Six-in-ten Ohioans polled support a tax on e-cigarettes. (SarahJohnson1/Pixabay)
Six-in-ten Ohioans polled support a tax on e-cigarettes. (SarahJohnson1/Pixabay)
November 19, 2018

COLUMBUS, Ohio – Health groups say there's a disconnect when it comes to the harmfulness of electronic cigarettes and their usage among Ohioans.

New data from the 2018 Ohio Health Issues Poll shows that nearly half of Ohio adults between ages 18 to 29 have tried e-cigarettes, as well as 30 percent of adults ages 30 to 45.

And while e-cigarettes are believed to be safer than traditional tobacco cigarettes, Mary Makley Wolff, director of the Coalition for a Drug-Free Clermont County, says they still contain nicotine and other unknown substances.

"We've created a product to which we don't really know what the long-term effects are and we're marketing it in a way that's very appealing to young people with flavors, and marketing on the Internet and putting it out where kids can get very easy accessibility to it," she states.

Over all, about 23 percent of Ohio adults reported they have used an e-cigarette, which is lower than in 2017 but still higher than the national average.

Wolff says it's important to track data on e-cigarette use because nicotine is highly addictive and can impede brain development in children and teens.

And she says addressing e-cigarette use is a key component of work to reduce tobacco use.

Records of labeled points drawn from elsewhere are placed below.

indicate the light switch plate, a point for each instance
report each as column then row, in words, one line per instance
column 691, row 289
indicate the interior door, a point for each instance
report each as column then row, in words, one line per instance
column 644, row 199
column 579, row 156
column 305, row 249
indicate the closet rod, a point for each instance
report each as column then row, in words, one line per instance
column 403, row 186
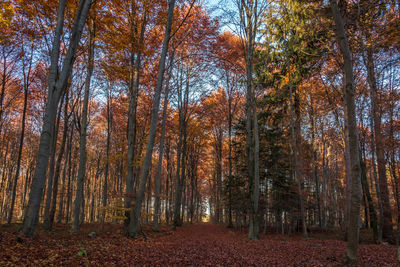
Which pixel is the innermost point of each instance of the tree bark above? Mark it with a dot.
(83, 133)
(351, 254)
(135, 212)
(57, 85)
(387, 227)
(161, 152)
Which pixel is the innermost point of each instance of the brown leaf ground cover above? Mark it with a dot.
(201, 244)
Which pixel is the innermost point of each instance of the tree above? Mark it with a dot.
(57, 84)
(135, 212)
(351, 255)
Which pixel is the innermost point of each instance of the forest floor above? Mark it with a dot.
(202, 244)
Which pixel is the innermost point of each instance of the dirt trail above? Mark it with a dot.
(201, 244)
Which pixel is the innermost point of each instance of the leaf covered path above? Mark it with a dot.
(201, 244)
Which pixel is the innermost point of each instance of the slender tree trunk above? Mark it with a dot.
(351, 255)
(56, 88)
(133, 91)
(105, 186)
(134, 220)
(21, 144)
(295, 133)
(387, 227)
(84, 123)
(58, 168)
(160, 156)
(66, 166)
(50, 175)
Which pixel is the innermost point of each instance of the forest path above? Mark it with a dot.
(202, 244)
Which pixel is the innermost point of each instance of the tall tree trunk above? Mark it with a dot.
(160, 156)
(133, 91)
(66, 166)
(351, 254)
(230, 178)
(50, 175)
(57, 84)
(295, 133)
(58, 168)
(21, 144)
(135, 213)
(84, 123)
(106, 171)
(387, 227)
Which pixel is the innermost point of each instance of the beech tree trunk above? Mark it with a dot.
(161, 152)
(387, 227)
(57, 84)
(136, 210)
(84, 123)
(351, 254)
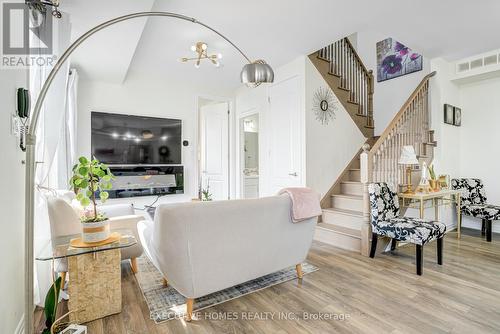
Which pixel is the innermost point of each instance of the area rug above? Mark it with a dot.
(165, 303)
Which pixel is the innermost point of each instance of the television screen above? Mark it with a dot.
(136, 140)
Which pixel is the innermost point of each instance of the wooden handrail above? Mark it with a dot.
(400, 114)
(354, 76)
(357, 56)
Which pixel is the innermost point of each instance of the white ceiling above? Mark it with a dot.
(277, 31)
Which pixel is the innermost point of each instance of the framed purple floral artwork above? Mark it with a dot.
(395, 59)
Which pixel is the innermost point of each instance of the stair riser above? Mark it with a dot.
(351, 188)
(337, 239)
(343, 220)
(355, 175)
(344, 203)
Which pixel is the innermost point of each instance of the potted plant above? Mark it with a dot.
(90, 181)
(204, 194)
(433, 182)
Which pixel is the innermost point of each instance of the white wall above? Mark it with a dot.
(140, 96)
(11, 206)
(479, 137)
(329, 148)
(389, 95)
(255, 100)
(465, 151)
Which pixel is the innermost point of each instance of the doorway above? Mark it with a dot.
(214, 148)
(249, 153)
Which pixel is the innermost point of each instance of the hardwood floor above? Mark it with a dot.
(380, 295)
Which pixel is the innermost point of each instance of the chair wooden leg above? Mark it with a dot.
(298, 268)
(63, 279)
(133, 265)
(440, 251)
(488, 230)
(394, 243)
(419, 258)
(374, 245)
(189, 309)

"The perception is that this is acceptable and safe for kids,” she states. “The fact of the matter is you're inhaling aerosol.

“I can't think of at any time putting anything in your lungs outside of oxygen is a harmless endeavor."

Eight states have an excise tax on the vapor used in electronic cigarettes.

Opponents argue such taxes discourage the use of e-cigarettes, which some consider less harmful than smoking tobacco cigarettes.

However Wolff points out e-cigarettes can be used almost anywhere, which can increase nicotine addiction.

"I had a colleague who said he noticed that he was feeling very anxious during the day and really started realizing that he was vaping more than he ever smoked,” she relates. “So then you're dealing with the side effects of nicotine which can be elevated heart rate, anxiety. "

The Ohio Health Issues Poll, released by Interact for Health, also asked about imposing a state tax on e-cigarettes, similar to the $1.60 per pack tax on traditional cigarettes.

Nearly 6-in-10 Ohio adults in the poll supported such a tax.